From an IT perspective, blockchain technology is a solution in search of a problem. From an environmental perspective, crypto is a disaster. From an economical perspective it's too unstable to be anything but gambling.

Buying drugs over the internet is the only real reason crypto currencies can be useful. Hell even in person it's better to use cash.

[–] [email protected] 13 points 1 year ago

Re: your edit

Scams are a visible problem, but even if they don't scam outright, it ends up becoming a pyramid scheme by default. Late game you have people trying to convince people to use x coin because they'll get rich, when they're just trying to boost the coin in their own wallet.

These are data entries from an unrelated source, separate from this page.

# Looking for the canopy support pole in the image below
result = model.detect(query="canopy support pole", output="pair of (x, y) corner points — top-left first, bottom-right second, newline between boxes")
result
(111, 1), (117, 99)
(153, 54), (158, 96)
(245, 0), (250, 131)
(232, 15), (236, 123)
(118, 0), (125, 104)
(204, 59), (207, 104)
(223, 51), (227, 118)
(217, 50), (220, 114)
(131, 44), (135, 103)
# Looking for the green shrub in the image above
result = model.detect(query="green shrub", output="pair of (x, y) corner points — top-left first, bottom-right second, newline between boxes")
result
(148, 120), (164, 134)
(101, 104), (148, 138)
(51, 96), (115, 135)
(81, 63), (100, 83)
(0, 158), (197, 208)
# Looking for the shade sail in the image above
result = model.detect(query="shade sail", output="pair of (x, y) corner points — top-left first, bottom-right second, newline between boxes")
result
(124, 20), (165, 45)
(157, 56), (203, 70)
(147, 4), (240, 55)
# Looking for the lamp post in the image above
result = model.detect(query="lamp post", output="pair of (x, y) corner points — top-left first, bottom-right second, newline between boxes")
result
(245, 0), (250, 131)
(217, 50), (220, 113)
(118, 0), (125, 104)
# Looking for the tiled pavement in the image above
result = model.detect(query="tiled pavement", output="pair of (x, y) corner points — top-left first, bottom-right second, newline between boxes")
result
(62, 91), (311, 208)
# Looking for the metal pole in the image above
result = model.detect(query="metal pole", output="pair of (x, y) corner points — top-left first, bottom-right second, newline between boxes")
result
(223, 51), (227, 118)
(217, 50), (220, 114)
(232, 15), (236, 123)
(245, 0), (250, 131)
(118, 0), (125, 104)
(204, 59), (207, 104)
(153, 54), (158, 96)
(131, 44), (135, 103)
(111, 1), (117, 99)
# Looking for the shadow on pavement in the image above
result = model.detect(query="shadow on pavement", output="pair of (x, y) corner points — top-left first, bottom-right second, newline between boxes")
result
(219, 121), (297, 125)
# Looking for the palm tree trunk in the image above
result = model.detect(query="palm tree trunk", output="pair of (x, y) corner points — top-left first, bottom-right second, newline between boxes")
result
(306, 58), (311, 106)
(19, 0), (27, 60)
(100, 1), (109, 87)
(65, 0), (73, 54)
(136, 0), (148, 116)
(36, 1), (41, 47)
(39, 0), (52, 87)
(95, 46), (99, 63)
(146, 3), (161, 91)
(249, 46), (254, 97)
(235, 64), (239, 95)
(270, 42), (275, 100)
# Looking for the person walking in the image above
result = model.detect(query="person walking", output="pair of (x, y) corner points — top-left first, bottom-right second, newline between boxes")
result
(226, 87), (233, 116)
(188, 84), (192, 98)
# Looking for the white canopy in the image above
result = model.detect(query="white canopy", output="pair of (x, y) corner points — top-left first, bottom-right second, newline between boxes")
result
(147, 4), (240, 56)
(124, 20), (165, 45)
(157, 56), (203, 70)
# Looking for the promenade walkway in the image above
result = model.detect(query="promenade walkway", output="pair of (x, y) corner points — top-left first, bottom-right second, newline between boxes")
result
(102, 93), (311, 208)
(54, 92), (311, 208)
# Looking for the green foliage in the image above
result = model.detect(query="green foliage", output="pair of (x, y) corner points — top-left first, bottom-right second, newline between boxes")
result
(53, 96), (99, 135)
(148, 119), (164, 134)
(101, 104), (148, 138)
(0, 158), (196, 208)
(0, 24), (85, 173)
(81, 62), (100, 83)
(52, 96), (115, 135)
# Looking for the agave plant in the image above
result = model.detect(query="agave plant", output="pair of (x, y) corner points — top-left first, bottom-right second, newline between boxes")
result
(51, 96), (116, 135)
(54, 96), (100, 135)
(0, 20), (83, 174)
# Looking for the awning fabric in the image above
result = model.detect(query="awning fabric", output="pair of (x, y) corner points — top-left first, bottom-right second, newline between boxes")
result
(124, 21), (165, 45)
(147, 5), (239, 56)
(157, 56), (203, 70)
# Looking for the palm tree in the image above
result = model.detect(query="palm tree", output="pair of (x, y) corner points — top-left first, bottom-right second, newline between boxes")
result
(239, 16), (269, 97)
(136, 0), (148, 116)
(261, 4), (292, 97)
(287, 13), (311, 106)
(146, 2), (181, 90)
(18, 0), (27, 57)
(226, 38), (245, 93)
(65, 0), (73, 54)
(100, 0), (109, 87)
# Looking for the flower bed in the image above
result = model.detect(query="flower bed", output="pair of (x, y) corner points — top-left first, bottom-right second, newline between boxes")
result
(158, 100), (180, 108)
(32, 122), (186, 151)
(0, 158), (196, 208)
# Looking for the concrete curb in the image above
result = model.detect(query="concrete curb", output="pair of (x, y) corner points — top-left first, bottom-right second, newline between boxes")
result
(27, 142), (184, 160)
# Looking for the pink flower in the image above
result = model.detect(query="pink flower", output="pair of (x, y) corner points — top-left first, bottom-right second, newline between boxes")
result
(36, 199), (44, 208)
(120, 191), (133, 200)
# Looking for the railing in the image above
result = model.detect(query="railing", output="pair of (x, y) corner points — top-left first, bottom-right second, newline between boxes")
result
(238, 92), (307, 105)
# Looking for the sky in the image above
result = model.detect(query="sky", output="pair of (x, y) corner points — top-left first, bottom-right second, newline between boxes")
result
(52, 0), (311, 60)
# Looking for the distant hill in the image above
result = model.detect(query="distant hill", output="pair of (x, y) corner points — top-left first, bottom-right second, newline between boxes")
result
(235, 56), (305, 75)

Digital, hard to track cash has it's place.

As far as the tech, yeah it's cool AF, we keep trying to find ways engaging enough to make people run the ledgers but nothing but get rich quick schemes seems to have enough drive.

[–] [email protected] 11 points 1 year ago

Outside of the very small niche use as payment for illegal services, it's basically a scam.

When it is mentioned in mainstream media it's almost always by some asshole trying to get more people into their scam, thus the negative reaction.

[–] [email protected] 10 points 1 year ago* (last edited 1 year ago) (1 children)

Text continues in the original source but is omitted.